Michel Bernard a rassemblé sur 350 pages des photos aériennes des cimetières militaires picards en passant par l’ossuaire de Douaumont, le Chemin des Dames ou la Clairière de l’Armistice de Rethondes, et bien d’autres lieux sacrés aujourd’hui passablement oubliés.
À la découverte de ce beau livre, on pourrait croire que le parti pris de l’éditeur est de publier un joli recueil de photos aériennes sur le thème de la Première Guerre mondiale. Il est vrai qu’eu égard à la souffrance des hommes, la campagne française, des plaines des Flandres aux montagnes des Vosges, regorge de vestiges et de monuments commémoratifs de cette poignante et sordide période de l’Histoire de France dont on a décidé avec juste raison de célébrer le centenaire. « Ce centenaire nous invite à prendre de la hauteur » souligne l’auteur, Michel Bernard, par ailleurs sous-préfet de la Marne.
Alors, de ce point de vue, point de surprise. Voilà un joli recueil de photos pleines pages, des cimetières militaires picards en passant par l’ossuaire de Douaumont, le Chemin des Dames ou la Clairière de l’Armistice de Rethondes, et bien d’autres lieux sacrés aujourd’hui passablement oubliés (Malmédy, l’Hartmannswillerkopf…). Elles sont magnifiques, ces vues, toutes empruntes de retenue, de respect, que dis-je, de recueillement. Car point d’éclairage estival, de luminosité éblouissante, de contraste tapageur, place aux couleurs tendres de l’automne ou du printemps, voire aux frimas de l’hiver. Comme par déférence envers ceux qui ont versé leur sang dans la douleur pour préserver la France de l’envahisseur belliqueux.

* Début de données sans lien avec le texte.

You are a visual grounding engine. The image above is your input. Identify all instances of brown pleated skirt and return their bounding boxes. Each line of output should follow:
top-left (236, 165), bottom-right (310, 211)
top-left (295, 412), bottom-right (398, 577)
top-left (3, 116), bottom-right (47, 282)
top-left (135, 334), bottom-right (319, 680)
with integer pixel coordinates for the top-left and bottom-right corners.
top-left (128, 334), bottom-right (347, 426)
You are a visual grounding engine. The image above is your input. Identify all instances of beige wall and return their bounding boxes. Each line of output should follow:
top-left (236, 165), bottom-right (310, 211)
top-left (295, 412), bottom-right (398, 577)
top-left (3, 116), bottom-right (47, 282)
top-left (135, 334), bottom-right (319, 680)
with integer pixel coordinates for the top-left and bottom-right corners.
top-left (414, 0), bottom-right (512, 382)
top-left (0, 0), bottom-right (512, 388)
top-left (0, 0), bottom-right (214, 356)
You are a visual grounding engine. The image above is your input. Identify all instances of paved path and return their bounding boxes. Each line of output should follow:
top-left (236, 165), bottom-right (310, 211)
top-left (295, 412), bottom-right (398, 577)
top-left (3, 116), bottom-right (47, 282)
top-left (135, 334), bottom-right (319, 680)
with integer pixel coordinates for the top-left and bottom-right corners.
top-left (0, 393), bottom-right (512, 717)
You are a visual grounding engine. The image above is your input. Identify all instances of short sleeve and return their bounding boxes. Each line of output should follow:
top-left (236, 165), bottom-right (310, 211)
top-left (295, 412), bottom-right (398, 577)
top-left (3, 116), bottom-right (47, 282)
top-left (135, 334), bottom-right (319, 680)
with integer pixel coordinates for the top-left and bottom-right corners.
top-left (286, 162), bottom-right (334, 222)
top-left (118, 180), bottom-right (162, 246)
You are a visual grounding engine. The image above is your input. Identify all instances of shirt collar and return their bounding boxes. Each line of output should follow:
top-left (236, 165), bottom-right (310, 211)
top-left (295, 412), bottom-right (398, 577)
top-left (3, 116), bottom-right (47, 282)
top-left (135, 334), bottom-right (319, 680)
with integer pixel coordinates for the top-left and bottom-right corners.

Ces gravures, toutefois ne constituent pas à elles seule l’envoûtement que suscite cet ouvrage de 352 pages au format 23 x 30. Le texte est important, primordial même. Fort bien écrit, avec une grande réserve, il décrit la réalité, celle de l’état-major comme celle des troupiers, tantôt massacrés, tantôt pataugeant dans le cloaque de tranchées putrides, il invite le lecteur à ne plus jouer de la distanciation du temps qui a passé, mais à compatir devant une atrocité quotidienne, omniprésente, étouffante… Ces lignes sont véritablement poignantes, et je défie quiconque de ne pas repenser à ce déjà lointain, ou si proche encore, aïeul qui y laissa sa vie, son intégrité physique, ou simplement a eu la chance inouïe, insolente, peut-être même obscène, de survivre à cette horreur.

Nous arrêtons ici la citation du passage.